患者さんに股関節の位置を確認すると様々な答えが返ってきます。
大転子だったり大腿筋膜張筋だったり。
以前に一人、恥骨結合を股関節だと思っていた方がいました。
触れてみて硬くなってる所や、曲がり角になっている部分を股関節だと思っている方が多いようです。
当然です。
股関節は曲がる場所だと思っている訳ですから。
確かに体を外から見ればそこで曲がります。
でも、以前にも書いたように股関節は曲がりません。
股関節は回る関節です。
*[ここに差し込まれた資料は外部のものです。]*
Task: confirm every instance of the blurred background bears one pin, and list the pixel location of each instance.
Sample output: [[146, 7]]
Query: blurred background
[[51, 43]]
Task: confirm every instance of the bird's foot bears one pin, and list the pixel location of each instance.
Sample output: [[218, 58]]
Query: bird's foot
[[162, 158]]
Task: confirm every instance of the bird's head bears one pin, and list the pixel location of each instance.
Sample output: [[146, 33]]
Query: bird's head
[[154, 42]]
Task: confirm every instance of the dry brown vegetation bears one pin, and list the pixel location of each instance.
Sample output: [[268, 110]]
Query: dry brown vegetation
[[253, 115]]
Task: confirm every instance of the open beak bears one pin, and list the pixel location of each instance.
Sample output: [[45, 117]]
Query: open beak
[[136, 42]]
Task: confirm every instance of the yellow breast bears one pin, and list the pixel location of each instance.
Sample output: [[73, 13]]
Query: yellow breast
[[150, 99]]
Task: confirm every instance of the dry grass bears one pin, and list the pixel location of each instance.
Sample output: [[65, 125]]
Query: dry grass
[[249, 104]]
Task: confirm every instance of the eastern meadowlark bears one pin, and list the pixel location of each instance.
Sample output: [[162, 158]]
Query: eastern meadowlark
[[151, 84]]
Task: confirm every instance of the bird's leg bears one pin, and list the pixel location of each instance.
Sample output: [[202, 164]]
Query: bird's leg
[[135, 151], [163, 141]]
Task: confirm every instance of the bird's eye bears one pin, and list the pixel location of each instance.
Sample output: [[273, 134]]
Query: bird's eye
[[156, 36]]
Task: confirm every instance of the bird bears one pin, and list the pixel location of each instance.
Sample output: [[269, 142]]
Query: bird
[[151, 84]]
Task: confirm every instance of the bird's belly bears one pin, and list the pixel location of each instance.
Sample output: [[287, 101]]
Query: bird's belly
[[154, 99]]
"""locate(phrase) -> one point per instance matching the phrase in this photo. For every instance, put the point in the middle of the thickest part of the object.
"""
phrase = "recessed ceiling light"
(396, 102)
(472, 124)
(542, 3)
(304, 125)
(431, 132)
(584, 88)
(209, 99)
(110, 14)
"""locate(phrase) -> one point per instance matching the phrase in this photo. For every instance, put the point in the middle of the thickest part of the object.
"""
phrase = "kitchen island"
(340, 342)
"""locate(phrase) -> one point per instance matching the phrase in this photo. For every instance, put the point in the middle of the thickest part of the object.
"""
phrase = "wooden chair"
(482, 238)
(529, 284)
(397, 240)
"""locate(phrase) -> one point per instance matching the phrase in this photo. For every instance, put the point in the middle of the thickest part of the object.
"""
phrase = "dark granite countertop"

( 詳しくは >>> 股関節は曲がらない )
それに。
別に股関節の場所を正確に知らなくても生きて行けます。
でも整体師やセラピストはそうは行きませんし、運動をしている人やダンスやバレエの人、体に痛みがあったり歩き方が変だと言われたりする人もそう。
なので、股関節の話です。


骨盤・てあて整体スクール


股関節は骨盤の左右にある大きな関節です。
骨盤側は臼蓋(きゅうがい)と呼ばれるお椀を斜め寝かせたような形のものと、骨頭と呼ばれる太ももの骨(大腿骨)の一番上側で出来た関節です。
骨頭は球に近い形をしているので球関節などと言われます。
肩関節も球関節ですけど、肩関節の一方は臼蓋のようにお椀形になっていなくて、お皿のような骨と球形の骨頭が隣り合っています。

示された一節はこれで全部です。